Board of Supervisors OK's AT&T utility boxes

SAN FRANCISCO

Do you want faster Internet speed, better phone service and improved cable? AT&&T says the answer lies with the utility boxes needed for its U-verse system. After a three year battle , the company will be allowed to place hundreds of the boxes on city sidewalks and public spaces.

"We have a number of applications already in the hopper if you will, so, including one cabinet that was already been built and was waiting to turn on, so we go the go-ahead today so we'll be looking to bring this out beginning very quickly to San Francisco residents and building it out over the next couple of years" AT&T spokesperson Marc Blakeman said.

The Board of Supervisors decided Tuesday that AT&T does not need an environmental impact review to upgrade its telecommunications network.
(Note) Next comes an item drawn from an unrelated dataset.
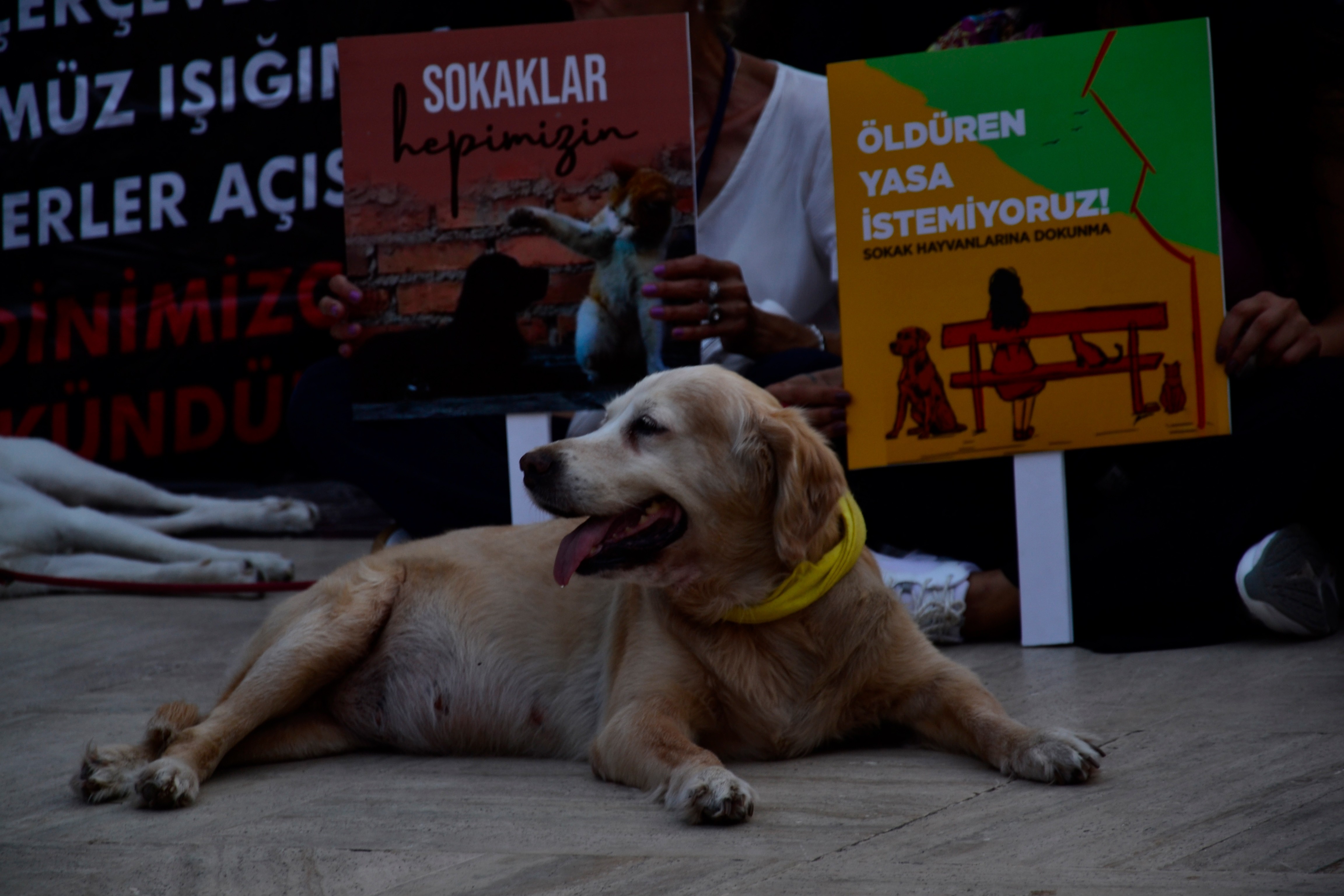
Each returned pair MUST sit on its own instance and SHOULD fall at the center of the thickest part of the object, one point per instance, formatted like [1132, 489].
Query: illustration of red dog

So AT&T will begin with an initial rollout of 495 boxes and building to more than 700.

That is obscene for opponents, including neighborhood groups and environmental organizations that say the boxes are a blight that will clutter the landscape and become magnets for graffiti.

"It is going to put the blight of 726 utility boxes on our streets," San Francisco Beautiful spokesperson Milo Hanke said. "Utility boxes from AT&T that are ugly and in most instances we still believe they are unnecessary; they should be on private property."

Hanke says a lawsuit is not on the agenda, though opponents hope to come up with more compromises from AT&T. The company has said if a supervisor or a neighborhood adamantly opposes the installation, the boxes will not go in, but work will begin immediately in some areas.

Opponents say they may take the issue to the ballot.